Protecting Project Galileo websites from HTTP attacks
Yesterday, we celebrated the fifth anniversary of Project Galileo. More than 550 websites are part of this program, and they have something in common: each and every one of them has been subject to attacks in the last month. In this blog post, we will look at the security events we observed between the 23 April 2019 and 23 May 2019.
Project Galileo sites are protected by the Cloudflare Firewall and Advanced DDoS Protection which contain a number of features that can be used to detect and mitigate different types of attack and suspicious traffic. The following table shows how each of these features contributed to the protection of sites on Project Galileo.
Distinct originating IPs
Sites Affected (approx.)
WAF (Web Application Firewall)
Although not the most impressive in terms of blocked requests, the attack prevents legitimate visitors from accessing a website by flooding it with bad traffic. Due to the way Cloudflare works, websites protected by Cloudflare are immune to many DoS vectors, out of the box. We block layer 3 and 4 attacks, which includes SYN floods and UDP amplifications. DNS nameservers, often described as the Internet’s phone book, are fully managed by Cloudflare, and protected – visitors know how to reach the websites.
Line plot – requests per second to a website under DoS attack
Can you spot the attack?
As for layer 7 attacks (for instance, HTTP floods), we rely on Gatebot, an automated tool to detect, analyse and block DoS attacks, so you can sleep. The graph shows the requests per second we received on a zone, and whether or not it reached the origin server. As you can see, the bad traffic was identified automatically by Gatebot, and more than 1.6 million requests were blocked as a result.
For websites with specific requirements we provide tools to allow customers to block traffic to precisely fit their needs. Customers can easily implement complex logic using Firewall Rules to filter out specific chunks of traffic, block IPs / Networks / Countries using Access Rules and Project Galileo sites have done just that. Let’s see a few examples.
Firewall Rules allows website owners to challenge or block as much or as little traffic as they desire, and this can be done as a surgical tool “block just this request” or as a general tool “challenge every request”.
For instance, a well-known website used Firewall Rules to prevent twenty IPs from fetching specific pages. 3 of these IPs were then used to send a total of 4.5 million requests over a short period of time, and the following chart shows the requests seen for this website. When this happened Cloudflare, mitigated the traffic ensuring that the website remains available.

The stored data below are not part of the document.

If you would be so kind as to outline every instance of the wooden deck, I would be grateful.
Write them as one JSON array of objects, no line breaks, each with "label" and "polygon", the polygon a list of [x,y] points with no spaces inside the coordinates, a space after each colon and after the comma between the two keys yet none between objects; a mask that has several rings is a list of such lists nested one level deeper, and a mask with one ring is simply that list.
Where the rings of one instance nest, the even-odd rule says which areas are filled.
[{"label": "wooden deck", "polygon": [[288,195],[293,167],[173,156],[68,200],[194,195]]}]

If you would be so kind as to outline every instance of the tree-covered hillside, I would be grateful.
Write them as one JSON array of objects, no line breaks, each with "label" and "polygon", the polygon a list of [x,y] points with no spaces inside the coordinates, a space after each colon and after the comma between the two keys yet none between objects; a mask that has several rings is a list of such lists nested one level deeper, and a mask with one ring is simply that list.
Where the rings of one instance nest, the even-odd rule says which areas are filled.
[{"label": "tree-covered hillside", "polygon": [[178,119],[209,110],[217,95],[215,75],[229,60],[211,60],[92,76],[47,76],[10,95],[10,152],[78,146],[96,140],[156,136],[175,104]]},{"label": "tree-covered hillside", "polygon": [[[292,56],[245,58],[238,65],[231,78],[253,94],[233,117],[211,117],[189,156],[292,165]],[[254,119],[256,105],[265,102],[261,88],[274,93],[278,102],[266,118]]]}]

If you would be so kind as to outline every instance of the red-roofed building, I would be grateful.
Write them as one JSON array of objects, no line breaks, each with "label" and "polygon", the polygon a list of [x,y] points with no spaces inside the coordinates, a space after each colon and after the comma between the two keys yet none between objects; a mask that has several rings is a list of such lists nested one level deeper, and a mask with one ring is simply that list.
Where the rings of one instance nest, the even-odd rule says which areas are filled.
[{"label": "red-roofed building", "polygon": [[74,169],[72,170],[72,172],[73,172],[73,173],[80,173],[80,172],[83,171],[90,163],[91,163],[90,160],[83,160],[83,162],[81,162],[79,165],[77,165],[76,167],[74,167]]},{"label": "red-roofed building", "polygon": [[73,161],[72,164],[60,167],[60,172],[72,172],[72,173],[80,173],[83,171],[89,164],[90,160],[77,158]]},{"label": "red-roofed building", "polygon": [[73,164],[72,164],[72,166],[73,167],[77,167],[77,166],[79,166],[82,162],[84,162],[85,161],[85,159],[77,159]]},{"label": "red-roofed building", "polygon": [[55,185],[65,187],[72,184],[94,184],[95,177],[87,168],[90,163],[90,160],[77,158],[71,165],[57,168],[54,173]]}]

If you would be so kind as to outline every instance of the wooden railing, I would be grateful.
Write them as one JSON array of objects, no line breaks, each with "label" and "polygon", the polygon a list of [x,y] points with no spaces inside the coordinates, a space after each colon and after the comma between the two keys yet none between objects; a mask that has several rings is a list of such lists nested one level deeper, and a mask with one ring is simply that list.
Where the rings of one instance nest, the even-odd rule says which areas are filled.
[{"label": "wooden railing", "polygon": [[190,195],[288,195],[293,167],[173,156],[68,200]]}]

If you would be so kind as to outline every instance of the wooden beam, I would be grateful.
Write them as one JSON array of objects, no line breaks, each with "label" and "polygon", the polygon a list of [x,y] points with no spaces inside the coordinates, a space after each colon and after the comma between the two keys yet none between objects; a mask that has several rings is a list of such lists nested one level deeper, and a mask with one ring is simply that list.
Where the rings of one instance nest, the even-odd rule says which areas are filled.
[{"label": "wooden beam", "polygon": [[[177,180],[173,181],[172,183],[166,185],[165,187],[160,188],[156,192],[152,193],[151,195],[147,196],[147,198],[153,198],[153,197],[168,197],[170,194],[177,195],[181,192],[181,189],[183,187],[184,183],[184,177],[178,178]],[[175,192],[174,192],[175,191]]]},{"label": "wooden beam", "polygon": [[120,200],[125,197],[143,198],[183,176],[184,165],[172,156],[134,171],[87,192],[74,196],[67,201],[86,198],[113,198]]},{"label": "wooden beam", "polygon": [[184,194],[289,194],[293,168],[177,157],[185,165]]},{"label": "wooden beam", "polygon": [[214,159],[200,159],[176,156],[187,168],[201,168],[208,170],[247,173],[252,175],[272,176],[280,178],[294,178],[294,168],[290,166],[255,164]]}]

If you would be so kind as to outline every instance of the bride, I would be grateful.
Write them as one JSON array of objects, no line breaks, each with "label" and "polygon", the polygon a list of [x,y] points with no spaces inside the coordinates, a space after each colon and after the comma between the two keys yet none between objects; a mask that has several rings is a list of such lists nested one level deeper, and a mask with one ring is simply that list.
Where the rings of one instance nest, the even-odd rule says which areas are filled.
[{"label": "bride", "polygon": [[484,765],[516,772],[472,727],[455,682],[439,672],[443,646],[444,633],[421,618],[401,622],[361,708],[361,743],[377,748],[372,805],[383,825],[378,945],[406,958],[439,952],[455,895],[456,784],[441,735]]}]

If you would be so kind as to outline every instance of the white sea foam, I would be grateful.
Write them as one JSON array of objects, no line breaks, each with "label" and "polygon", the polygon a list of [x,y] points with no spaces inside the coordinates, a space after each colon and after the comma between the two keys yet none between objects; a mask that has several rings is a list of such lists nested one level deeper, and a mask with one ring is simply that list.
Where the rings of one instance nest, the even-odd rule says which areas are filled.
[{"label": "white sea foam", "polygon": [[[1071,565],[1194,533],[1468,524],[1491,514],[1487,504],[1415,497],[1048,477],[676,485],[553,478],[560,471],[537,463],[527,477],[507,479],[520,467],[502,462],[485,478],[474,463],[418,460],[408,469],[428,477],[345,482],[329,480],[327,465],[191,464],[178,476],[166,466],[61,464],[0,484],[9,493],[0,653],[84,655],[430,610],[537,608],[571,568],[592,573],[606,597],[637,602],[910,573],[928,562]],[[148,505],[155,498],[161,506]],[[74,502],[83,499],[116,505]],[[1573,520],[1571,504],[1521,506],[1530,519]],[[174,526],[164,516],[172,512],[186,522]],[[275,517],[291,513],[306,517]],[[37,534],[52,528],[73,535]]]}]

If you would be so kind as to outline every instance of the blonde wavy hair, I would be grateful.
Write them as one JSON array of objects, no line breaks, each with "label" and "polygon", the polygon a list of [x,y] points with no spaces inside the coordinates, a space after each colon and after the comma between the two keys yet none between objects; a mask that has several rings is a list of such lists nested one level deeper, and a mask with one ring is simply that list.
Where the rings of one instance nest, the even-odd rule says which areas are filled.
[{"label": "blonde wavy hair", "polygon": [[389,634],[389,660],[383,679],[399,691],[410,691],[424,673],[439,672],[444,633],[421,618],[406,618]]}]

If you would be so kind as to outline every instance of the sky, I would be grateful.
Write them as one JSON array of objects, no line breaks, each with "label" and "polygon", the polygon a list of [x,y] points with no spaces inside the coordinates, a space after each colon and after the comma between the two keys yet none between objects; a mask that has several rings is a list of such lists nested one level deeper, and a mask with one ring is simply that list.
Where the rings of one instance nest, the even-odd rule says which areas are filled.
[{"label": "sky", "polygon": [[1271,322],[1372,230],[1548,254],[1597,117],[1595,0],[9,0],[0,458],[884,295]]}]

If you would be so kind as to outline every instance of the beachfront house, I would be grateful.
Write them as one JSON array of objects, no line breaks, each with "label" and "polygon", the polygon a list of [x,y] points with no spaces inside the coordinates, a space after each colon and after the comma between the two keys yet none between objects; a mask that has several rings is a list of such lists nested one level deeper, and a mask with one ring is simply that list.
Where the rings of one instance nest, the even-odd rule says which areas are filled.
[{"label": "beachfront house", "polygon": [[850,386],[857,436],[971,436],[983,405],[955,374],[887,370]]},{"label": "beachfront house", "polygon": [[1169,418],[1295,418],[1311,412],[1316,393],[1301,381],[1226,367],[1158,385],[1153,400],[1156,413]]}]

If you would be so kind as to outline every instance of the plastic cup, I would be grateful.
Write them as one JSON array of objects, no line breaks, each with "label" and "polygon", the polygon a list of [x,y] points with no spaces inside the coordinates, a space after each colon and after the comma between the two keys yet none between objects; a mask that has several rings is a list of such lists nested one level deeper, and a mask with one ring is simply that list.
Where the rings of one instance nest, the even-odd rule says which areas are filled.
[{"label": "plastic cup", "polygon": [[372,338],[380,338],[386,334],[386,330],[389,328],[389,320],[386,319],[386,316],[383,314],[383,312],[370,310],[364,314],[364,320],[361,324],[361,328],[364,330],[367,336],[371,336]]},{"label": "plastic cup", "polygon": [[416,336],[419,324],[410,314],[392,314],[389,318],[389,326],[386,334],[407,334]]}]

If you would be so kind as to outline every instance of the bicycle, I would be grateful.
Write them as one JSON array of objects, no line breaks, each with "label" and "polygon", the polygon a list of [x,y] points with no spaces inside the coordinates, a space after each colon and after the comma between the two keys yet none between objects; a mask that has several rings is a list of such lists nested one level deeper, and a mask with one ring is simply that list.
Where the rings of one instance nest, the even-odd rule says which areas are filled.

Cumulative line plot. Requests per second to a website
Another website, built with WordPress, is using Cloudflare to cache their webpages. As POST requests are not cacheable, they always hit the origin machine and increase load on the origin server – that’s why this website is using firewall rules to block POST requests, except on their administration backend. Smart!
Website owners can also deny or challenge requests based on the visitor’s IP address, Autonomous System Number (ASN) or Country. Dubbed Access Rules, it is enforced on all pages of a website – hassle-free.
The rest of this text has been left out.